After the surgical procedure is over and you start the recovery process, your doctor will address you to the professional dietitian who can help you create the plan for your diet. He or she will advise you what to eat and what to avoid, how much and which food to eat for every meal of the day, and even how to prepare the food suitable for your stomach after thesurgery.

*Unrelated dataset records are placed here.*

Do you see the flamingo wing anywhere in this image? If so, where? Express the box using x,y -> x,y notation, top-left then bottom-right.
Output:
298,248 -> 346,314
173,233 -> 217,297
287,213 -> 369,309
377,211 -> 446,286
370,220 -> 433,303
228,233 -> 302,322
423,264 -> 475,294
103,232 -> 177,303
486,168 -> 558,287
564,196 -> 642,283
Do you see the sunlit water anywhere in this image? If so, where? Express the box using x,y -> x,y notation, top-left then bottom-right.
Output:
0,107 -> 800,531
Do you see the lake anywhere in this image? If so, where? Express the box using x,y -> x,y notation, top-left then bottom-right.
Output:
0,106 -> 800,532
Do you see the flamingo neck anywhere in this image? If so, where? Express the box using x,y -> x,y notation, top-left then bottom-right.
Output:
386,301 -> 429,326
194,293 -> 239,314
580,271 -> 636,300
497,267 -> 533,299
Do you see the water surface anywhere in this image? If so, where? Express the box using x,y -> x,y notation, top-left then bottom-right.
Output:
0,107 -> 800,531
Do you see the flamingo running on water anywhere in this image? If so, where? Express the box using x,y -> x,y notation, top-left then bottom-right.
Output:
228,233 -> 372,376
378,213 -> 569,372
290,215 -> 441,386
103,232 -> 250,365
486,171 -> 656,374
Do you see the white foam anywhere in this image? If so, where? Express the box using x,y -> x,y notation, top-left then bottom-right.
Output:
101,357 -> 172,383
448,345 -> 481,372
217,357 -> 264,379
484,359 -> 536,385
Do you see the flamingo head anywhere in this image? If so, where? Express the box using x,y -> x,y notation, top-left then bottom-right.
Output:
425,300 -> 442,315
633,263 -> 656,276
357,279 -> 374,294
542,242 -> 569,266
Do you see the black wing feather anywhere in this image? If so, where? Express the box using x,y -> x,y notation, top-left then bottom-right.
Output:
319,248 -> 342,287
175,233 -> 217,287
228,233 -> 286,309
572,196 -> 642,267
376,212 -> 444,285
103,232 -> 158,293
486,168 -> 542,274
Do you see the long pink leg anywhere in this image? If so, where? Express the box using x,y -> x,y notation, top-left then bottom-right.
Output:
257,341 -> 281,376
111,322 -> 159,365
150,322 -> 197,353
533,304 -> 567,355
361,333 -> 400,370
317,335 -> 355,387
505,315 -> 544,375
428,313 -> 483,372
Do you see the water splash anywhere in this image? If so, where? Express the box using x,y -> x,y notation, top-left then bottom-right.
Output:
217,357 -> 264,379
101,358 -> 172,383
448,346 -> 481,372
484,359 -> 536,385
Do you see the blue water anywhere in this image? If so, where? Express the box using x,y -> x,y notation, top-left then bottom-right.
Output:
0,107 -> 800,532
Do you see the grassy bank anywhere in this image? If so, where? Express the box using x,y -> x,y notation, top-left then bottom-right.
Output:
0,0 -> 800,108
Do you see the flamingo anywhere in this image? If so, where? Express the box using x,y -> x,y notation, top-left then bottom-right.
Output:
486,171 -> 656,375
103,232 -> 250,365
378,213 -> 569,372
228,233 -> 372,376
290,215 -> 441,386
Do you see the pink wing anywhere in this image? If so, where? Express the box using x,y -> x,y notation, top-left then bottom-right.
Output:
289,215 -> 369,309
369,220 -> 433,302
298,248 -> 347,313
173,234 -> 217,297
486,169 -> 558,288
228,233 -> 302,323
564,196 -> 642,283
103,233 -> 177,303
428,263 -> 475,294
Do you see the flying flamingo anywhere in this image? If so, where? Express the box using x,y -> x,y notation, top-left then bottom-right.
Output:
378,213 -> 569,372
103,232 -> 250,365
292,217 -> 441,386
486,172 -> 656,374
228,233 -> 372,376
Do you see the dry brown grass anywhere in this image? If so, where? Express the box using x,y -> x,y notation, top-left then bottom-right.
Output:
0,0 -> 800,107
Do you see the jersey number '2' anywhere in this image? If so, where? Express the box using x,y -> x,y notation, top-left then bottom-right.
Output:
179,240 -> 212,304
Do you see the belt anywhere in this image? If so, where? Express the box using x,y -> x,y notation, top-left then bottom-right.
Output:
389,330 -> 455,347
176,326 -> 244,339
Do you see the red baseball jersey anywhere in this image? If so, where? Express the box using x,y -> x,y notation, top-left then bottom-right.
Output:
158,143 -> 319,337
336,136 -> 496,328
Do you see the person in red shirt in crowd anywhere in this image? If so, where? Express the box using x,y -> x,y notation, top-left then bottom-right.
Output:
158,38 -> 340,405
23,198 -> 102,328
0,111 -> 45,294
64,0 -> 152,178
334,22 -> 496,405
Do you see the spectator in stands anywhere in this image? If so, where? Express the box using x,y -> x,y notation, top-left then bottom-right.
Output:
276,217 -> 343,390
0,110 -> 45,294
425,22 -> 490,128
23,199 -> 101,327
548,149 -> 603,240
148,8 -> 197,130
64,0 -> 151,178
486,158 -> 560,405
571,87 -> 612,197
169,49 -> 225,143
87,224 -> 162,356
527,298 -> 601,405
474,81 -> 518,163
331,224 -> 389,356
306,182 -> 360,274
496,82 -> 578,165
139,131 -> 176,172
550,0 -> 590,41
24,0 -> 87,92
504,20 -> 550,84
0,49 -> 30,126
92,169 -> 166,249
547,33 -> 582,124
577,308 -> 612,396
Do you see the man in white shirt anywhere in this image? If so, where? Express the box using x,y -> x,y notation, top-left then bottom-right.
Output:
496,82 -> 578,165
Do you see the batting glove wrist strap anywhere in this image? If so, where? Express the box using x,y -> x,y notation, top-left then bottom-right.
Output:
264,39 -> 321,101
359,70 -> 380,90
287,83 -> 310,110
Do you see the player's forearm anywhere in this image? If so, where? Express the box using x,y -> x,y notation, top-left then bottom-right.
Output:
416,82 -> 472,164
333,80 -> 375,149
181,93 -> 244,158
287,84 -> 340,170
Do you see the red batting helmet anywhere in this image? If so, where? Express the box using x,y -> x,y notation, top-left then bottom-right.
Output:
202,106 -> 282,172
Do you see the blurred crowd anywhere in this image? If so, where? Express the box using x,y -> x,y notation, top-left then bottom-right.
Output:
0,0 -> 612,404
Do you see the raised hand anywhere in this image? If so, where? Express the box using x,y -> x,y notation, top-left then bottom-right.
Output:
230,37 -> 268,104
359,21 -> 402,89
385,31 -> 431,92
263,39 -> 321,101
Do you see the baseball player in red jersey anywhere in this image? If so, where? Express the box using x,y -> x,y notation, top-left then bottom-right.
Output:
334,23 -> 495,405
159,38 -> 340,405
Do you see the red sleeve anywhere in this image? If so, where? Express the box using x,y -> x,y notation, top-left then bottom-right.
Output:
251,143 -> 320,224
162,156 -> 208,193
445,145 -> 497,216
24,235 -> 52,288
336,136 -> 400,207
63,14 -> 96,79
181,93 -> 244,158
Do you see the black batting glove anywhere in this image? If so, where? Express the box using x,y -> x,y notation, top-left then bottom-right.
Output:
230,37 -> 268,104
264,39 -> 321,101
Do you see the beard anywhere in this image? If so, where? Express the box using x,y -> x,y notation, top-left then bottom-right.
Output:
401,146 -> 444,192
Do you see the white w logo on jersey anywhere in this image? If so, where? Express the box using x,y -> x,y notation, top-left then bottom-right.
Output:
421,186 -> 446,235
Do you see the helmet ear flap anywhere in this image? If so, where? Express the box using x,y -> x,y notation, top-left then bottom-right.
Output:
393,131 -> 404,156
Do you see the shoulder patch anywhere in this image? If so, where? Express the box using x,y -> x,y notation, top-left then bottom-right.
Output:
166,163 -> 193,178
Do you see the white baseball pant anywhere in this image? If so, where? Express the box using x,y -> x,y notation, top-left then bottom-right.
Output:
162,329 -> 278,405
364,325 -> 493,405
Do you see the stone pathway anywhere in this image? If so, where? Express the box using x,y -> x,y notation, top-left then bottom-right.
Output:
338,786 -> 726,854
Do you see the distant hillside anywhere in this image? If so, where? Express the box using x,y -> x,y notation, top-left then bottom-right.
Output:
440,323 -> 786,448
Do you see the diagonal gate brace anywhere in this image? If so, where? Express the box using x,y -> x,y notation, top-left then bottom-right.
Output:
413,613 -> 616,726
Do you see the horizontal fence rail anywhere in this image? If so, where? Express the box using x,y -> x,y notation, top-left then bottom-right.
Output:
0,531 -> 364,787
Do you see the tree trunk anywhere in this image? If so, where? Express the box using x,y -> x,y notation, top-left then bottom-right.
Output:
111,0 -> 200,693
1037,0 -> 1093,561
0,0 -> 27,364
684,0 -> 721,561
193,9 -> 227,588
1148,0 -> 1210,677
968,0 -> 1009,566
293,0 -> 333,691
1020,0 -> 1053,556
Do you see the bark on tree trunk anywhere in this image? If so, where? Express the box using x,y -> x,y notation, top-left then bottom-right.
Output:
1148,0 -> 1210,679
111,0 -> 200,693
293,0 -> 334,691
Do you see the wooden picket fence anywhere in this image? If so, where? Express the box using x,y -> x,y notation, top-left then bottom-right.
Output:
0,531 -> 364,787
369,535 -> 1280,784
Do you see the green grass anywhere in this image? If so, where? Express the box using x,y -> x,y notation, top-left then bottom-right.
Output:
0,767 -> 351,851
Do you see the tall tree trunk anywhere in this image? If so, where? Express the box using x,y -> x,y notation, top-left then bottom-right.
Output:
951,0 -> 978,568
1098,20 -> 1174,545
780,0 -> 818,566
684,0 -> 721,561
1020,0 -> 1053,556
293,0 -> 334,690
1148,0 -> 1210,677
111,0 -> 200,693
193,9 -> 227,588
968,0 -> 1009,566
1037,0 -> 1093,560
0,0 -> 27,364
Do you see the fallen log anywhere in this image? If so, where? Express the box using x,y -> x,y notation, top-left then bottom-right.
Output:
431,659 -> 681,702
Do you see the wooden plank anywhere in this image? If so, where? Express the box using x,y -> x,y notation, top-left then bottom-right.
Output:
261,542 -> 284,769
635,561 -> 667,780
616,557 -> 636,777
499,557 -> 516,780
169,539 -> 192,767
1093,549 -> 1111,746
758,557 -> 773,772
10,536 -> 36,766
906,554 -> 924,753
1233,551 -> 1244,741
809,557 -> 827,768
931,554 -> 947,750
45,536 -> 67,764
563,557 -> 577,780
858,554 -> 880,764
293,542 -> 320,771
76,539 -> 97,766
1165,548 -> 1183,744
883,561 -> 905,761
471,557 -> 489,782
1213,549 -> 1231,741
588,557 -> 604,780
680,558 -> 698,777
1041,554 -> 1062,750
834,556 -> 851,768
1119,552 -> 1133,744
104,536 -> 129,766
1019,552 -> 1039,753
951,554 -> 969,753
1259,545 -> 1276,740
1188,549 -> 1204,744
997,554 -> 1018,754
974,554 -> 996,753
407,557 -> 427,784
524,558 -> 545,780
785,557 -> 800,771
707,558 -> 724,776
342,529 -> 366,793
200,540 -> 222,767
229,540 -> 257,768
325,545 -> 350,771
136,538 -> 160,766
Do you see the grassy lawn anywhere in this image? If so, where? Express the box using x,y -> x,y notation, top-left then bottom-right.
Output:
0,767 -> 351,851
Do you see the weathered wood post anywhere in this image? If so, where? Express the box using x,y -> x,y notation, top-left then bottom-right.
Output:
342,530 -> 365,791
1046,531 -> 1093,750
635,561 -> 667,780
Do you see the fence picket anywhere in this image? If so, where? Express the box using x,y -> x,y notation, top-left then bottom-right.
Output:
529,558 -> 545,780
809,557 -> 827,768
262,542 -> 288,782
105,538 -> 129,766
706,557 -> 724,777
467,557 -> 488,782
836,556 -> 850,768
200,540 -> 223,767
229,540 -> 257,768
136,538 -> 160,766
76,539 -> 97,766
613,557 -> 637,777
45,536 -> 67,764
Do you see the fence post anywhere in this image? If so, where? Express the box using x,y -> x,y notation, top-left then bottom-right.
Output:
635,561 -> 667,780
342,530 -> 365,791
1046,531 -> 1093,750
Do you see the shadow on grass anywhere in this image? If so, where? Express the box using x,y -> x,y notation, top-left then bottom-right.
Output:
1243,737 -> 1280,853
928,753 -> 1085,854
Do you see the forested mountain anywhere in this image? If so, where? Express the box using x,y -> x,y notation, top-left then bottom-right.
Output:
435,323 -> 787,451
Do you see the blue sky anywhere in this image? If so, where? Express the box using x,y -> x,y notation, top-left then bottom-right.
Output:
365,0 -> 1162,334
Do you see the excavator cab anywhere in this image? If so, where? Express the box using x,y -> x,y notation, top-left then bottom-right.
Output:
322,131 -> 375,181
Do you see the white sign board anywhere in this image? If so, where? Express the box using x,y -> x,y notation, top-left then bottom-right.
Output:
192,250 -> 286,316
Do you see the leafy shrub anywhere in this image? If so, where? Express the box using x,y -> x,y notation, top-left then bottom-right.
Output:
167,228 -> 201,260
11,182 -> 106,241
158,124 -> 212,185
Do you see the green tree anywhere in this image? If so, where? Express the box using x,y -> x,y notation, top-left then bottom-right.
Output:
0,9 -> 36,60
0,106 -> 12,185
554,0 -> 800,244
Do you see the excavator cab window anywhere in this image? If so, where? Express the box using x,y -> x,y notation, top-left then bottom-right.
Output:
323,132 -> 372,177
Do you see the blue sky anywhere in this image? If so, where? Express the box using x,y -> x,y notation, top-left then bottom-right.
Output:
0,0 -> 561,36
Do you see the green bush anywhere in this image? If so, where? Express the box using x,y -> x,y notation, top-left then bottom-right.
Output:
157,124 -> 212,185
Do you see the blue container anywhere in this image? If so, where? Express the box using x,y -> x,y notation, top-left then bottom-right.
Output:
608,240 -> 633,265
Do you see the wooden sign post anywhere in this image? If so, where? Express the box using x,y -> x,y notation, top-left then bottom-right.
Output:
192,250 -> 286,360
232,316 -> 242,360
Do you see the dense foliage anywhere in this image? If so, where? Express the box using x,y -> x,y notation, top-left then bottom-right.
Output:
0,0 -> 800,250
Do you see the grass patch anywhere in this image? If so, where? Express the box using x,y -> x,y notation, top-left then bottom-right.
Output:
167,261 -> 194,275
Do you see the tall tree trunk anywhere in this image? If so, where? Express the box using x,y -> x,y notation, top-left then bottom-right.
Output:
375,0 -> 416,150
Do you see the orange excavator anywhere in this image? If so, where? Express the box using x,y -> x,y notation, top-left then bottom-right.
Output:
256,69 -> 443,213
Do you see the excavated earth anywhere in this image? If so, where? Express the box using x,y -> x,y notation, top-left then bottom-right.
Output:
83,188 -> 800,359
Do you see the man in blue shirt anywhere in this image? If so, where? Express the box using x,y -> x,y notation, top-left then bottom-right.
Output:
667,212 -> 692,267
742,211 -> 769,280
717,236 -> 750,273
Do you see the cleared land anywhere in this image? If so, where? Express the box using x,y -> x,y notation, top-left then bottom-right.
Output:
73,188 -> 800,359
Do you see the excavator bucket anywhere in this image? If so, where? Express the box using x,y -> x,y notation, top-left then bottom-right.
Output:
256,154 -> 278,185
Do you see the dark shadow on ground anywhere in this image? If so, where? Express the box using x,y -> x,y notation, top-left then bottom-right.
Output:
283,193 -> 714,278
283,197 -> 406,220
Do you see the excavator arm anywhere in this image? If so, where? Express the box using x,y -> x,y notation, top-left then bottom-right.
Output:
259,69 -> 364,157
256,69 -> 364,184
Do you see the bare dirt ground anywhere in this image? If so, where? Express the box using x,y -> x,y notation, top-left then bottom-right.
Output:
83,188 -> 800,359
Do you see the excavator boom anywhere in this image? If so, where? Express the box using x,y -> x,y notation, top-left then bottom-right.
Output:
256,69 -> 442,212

You should know that there are different phases of the diet after the gastric bypass surgery. Adaptation of your own body to the new circumstances and new ways of food digestion usually dictates the tempo of the diet stages. In most cases it takes about 3 months to get back to the solid, regular food with normal texture.

Liquid Diet

This is the first stage of the gastric bypass diet, and it usually involves people who just had the surgery done. It lasts for a day or two, until the staple line starts to heal. After that time, the diet is consisted of liquids on the room temperature, usually some broths, strained cream soups, milk and unsweetened gelatin or juice. It is recommend to sip the fluids very slowly and to take only 2 to 3 ounces at a time (which is about 59 to 89ml).

Pureed Food

When you can tolerate liquid food, doctors and dietitians will introduce some pureed food to your menu. You can now take some soft fruits and vegetables, egg whites, fish, lean meat, beans and yogurt. These should be blended with some liquid, and you can choose from: skimmed milk, water, unsweetened juice, some fat free gravy or broth. Avoid spices and milk products at this point of the diet, or use it very carefully and in very small amounts.

Soft Solid Food

Pureed foods should be used for several weeks and once your doctor approves, you can start with some soft solid food. Mash the food with the fork, and you can eat diced meat, cooked vegetables or even some fruits.

Solid Food

Eight weeks after the surgery, if you were able to tolerate all the food so far, you can integrate some solid food to the menu. Spices and crunchy food might still be difficult to digest, so be careful with these types of food. It’s advisable to avoid popcorns, breads, nuts, seeds, dried fruits, granola, tough meat, carbonated drinks and fibrous vegetables.

Additional Tips

Always eat small amounts of food, eat slowly and chew the food you eat. Choose the food rich in proteins and avoid high sugar and high fat food. Between the meals remember to take some liquids and drink slowly. When introducing something new to the menu always be careful and watch for the reaction of your body. Use recommended mineral and vitamin supplements regularly.